The class immediately erupts into a flurry of outraged comments and complaints, which are quickly subdued by a (threatening?) smile from their beloved homeroom teacher.

"So, you'll be doing that the entire period, while I go run on some errands." He opens the door, only to reveal a familiar quivering substitute teacher, who only begins to shake in terror upon seeing the class. "Fukutan-sensei will be in charge. Don't give him trouble now!"

And with another blinding smile, he disappears.

"This seems to be my day," Hotaru Imai says, smiling a cruel smile that sends Fukutan running for the hills.

At Mikan's gaping mouth, she shrugs in nonchalance. "What's his problem?"

* * *

_OKAY, OKAY. I'M SORRY. Here's the 30th drabble. To make up for my absence these past few months, I'll post another two. IS THAT OK WITH YOU?_

- Isa


	31. Drabble 31

**Survival of the Almost Achievers**

**Drabble #31: In Which First Impressions Don't Always Matter**

"First impressions always matter," said Mikan to herself in front of the mirror as she straightened her dress and clipped on her pearl earrings.

"First impressions always matter," she repeated again, brushing her hair and slipping on her heels.

"First impressions always matter," she said as she fumbled in her bag for her make-up kit.
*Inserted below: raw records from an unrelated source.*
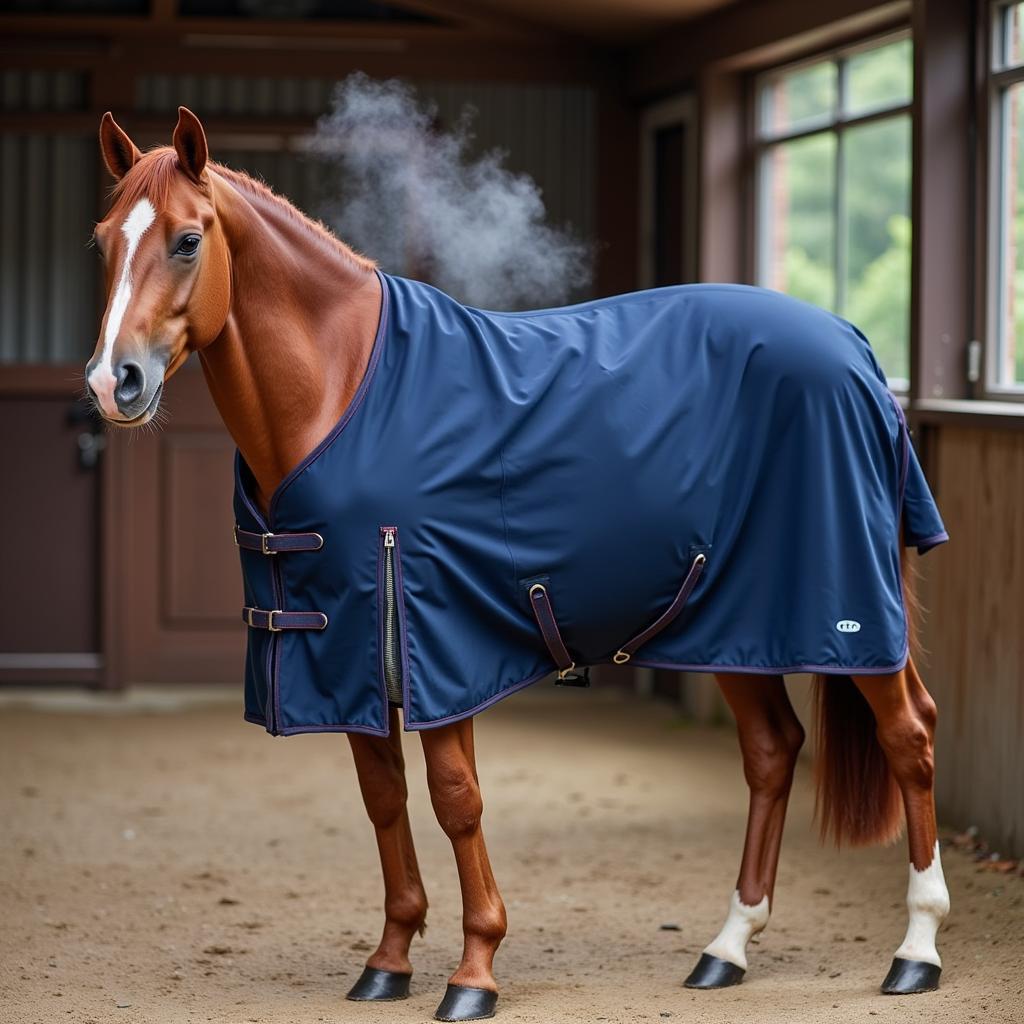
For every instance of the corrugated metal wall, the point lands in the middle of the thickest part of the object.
(48, 273)
(546, 130)
(50, 184)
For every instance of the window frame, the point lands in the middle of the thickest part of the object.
(839, 123)
(998, 80)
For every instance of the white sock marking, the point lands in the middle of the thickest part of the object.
(101, 380)
(740, 926)
(928, 901)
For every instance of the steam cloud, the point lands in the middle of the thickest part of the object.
(413, 199)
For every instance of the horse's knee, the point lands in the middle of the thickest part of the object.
(907, 741)
(407, 907)
(458, 804)
(770, 756)
(381, 769)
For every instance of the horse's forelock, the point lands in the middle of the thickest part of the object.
(152, 178)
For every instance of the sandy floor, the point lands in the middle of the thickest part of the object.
(186, 867)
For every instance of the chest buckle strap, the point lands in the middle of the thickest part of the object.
(273, 544)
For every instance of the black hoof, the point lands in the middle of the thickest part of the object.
(714, 973)
(462, 1004)
(908, 977)
(380, 985)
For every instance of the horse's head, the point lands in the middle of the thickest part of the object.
(167, 269)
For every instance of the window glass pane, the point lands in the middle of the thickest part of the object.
(877, 228)
(799, 98)
(1010, 38)
(798, 192)
(880, 77)
(1010, 357)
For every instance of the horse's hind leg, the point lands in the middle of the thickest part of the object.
(770, 737)
(905, 717)
(381, 769)
(455, 793)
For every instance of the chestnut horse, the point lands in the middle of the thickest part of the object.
(283, 316)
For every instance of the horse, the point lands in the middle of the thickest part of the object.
(284, 318)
"First impressions always matter." She dabbed on some light lipstick and eye shadow, puckering her pouty lips in front of the compact mirror.

"First impressions always matter," she said, spraying on some perfume from a pink crystal bottle on her dressing table.
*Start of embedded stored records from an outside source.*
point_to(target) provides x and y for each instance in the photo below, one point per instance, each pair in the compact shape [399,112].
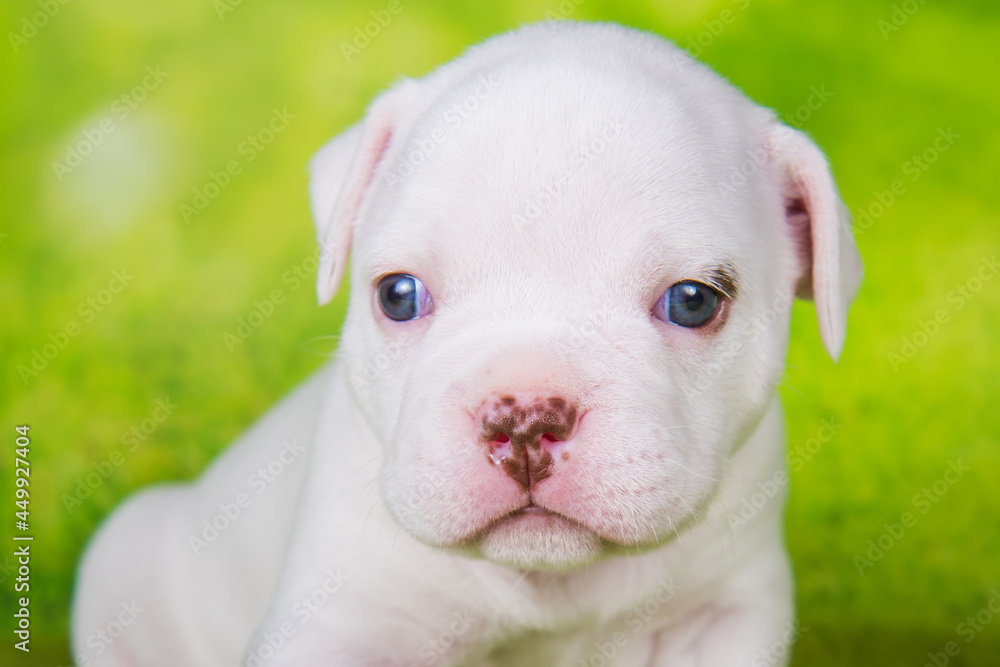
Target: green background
[903,419]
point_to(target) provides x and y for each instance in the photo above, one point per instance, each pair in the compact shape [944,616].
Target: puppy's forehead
[570,167]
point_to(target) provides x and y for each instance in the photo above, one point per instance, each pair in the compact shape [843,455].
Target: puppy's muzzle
[525,435]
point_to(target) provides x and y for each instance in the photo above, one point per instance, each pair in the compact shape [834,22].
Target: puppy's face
[569,305]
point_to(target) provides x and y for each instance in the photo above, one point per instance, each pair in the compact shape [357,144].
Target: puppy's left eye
[688,304]
[403,297]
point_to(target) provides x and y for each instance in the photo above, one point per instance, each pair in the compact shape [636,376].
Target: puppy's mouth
[535,537]
[531,509]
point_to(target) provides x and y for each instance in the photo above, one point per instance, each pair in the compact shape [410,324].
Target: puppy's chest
[607,644]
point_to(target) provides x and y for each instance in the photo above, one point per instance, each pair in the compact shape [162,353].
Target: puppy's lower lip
[534,510]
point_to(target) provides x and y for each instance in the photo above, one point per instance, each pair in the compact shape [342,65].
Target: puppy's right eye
[403,297]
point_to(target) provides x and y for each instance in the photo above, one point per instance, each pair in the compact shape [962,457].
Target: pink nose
[522,434]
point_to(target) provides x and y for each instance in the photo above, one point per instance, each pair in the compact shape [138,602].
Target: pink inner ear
[797,217]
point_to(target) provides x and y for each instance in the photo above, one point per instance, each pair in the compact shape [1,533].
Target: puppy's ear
[829,263]
[341,175]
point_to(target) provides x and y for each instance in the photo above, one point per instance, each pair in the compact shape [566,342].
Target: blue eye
[687,304]
[403,297]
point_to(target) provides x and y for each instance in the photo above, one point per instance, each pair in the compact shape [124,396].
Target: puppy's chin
[539,541]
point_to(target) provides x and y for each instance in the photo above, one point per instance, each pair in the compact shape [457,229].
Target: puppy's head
[574,254]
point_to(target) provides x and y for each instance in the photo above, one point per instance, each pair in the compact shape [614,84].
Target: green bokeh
[890,93]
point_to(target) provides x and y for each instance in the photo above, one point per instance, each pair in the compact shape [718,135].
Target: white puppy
[575,251]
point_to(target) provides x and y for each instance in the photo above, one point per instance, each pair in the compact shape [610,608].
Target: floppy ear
[341,175]
[829,264]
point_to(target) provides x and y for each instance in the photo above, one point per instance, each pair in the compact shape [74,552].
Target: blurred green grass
[162,336]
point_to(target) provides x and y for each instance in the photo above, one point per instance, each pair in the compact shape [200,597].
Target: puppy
[574,254]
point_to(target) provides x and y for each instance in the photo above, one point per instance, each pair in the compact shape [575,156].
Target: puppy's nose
[524,433]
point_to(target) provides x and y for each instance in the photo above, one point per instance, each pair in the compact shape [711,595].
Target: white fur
[630,154]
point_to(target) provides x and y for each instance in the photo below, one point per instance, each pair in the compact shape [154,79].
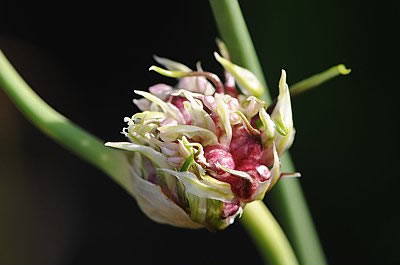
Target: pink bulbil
[245,154]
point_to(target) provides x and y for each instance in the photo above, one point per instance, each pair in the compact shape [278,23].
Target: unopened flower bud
[198,156]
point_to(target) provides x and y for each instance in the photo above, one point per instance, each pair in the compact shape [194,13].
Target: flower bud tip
[343,70]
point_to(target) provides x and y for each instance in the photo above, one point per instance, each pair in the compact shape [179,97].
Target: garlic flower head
[200,150]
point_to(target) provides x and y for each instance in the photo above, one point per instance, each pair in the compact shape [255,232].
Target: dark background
[86,60]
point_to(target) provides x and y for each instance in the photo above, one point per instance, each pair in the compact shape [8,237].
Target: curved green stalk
[264,228]
[60,129]
[288,196]
[267,233]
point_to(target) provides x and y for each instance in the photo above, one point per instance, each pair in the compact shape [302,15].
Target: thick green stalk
[288,196]
[60,129]
[267,233]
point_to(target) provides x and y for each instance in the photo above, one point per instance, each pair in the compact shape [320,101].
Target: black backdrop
[85,60]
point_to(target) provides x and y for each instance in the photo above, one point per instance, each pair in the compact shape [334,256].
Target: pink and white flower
[201,150]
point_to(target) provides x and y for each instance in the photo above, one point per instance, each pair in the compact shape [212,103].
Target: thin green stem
[60,129]
[267,233]
[318,79]
[287,195]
"First impressions always matter," she said as she strode out the door and into the car parked out by the curb.

"First impressions always matter," she whispered to herself checking her hair in the rearview mirror.

"Goodness, Mikan!" exclaimed her mother from the driver's seat. "It's just a wedding!"

"First impr—" Mikan paused, giggling. "Yeah, but mom! It's true. First impressions do matter."

"Well," said Yuka, glancing at her daughter from the mirror pointedly. "I met your father ice-skating on a frozen pond. He purposely tripped me and I fell into a ditch. Then I called him a measly flea-ridden mutt with eyes the size of an elephant's behind."

Mikan laughed. "Okay, but that's not going to happen for me. I'm going to meet some nice guy in that wedding, wearing a tux too, and hell, if I stutter if just a bit, I'm going to kill myself."

Yuka rolled her eyes. "You got your father's genes, alright."

They drove into the church parking lot and Mikan stepped out of the car, making her way into the church entrance with her mother.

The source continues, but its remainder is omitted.